Things are bad in India. And they are heading toward worse.
A sobering story in the New York Times today lays out the problem: a poor economy that is crippled by chronic societal and infrastructure problems. The whole piece is here, and worth a read for those interested in the country of yoga’s birth. A few snippets:
India had seemed tantalizingly close to embarking on the same dash for economic growth that has lifted hundreds of millions of people out of poverty in China and across East Asia.
Its economy now stands in disarray, with the prospect of worse to come in the next few months.
The economic decline has laid bare chronic problems, little remarked upon during the recent boom. An antiquated infrastructure, a sclerotic job market, exorbitant real estate costs and bloated state-owned enterprises never allowed manufacturing, especially manufacturing for export, to grow strong.

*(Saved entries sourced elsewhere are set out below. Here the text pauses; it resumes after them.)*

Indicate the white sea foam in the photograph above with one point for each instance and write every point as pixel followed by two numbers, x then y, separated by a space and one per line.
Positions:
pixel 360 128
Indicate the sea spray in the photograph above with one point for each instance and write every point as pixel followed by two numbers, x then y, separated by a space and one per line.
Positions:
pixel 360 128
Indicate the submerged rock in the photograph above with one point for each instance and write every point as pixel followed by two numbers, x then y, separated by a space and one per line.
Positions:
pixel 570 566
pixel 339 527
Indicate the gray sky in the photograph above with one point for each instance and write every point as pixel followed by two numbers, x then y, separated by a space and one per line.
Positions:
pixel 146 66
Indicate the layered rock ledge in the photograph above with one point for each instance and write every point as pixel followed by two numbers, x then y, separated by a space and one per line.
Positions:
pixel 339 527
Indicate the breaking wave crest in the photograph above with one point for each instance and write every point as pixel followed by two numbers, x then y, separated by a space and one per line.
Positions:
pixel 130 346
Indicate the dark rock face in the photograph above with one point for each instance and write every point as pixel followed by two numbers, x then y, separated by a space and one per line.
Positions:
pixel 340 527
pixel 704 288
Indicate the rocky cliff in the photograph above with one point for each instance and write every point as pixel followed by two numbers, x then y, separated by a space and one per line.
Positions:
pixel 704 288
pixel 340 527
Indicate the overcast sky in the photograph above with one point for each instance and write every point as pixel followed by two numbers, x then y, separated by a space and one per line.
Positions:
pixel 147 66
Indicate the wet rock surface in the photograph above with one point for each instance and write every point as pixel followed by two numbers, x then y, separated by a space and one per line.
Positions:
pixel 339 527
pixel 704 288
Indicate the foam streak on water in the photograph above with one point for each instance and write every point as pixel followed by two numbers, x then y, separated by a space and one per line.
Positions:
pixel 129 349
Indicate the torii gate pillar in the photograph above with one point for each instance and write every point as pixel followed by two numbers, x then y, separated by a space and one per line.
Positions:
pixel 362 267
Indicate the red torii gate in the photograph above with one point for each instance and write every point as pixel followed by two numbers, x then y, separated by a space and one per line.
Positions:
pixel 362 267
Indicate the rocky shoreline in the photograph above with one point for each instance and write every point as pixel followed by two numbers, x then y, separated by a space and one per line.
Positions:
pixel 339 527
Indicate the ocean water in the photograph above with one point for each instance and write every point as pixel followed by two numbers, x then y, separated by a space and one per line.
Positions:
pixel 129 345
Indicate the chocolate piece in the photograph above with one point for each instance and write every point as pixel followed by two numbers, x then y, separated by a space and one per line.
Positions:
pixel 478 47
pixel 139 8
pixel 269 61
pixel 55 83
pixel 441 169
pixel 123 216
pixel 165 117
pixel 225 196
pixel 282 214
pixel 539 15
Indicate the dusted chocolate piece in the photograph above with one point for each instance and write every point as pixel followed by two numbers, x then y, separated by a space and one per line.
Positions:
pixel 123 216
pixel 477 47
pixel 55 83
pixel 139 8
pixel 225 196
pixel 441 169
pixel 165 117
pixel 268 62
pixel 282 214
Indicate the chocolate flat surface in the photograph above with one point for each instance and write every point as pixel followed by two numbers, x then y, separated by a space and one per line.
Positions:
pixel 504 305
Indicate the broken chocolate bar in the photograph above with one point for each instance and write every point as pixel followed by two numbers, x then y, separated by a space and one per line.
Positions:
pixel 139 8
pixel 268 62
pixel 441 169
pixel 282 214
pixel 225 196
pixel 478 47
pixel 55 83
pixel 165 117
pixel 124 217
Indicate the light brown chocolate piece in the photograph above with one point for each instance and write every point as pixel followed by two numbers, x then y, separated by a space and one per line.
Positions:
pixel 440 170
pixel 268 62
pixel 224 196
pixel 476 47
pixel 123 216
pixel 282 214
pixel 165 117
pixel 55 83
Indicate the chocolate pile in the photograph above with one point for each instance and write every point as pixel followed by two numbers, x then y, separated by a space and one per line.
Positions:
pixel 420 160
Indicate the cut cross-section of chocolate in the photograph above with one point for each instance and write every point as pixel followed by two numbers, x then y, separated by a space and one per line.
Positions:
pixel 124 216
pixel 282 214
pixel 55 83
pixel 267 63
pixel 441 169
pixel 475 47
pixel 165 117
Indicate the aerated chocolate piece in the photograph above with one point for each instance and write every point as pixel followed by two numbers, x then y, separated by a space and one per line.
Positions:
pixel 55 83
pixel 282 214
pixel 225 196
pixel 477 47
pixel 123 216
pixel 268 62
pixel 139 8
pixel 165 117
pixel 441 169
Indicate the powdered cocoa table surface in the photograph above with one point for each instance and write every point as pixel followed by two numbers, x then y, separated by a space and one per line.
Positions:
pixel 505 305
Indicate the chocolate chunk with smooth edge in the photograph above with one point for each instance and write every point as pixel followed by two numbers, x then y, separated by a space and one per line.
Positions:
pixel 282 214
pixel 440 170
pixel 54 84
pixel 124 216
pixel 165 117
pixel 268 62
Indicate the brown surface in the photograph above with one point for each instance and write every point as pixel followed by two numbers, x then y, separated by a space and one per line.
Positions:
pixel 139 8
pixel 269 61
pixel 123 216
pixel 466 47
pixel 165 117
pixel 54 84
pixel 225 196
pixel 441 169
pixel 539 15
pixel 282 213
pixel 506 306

Roads and bridges to inland towns are not the only infrastructure problem. Shakti Industries, which thins and cuts aluminum wires for jewelry manufacturers, pays the equivalent of 15 to 18 cents per kilowatt-hour for electricity. In China, even after a round of price increases coming in late September to pay for more clean energy, factory owners will pay half as much.
The story is on the front page of the paper. Much presented in it tracks pretty closely to what I, at least, experienced when we were in Mumbai for a few days in January. There wasn’t the crushing poverty and hunger of the past, but in some ways the mega-city felt like the ghost image of a metropolis. It would seem there are many thing conspiring to keep India from waking up to its potential.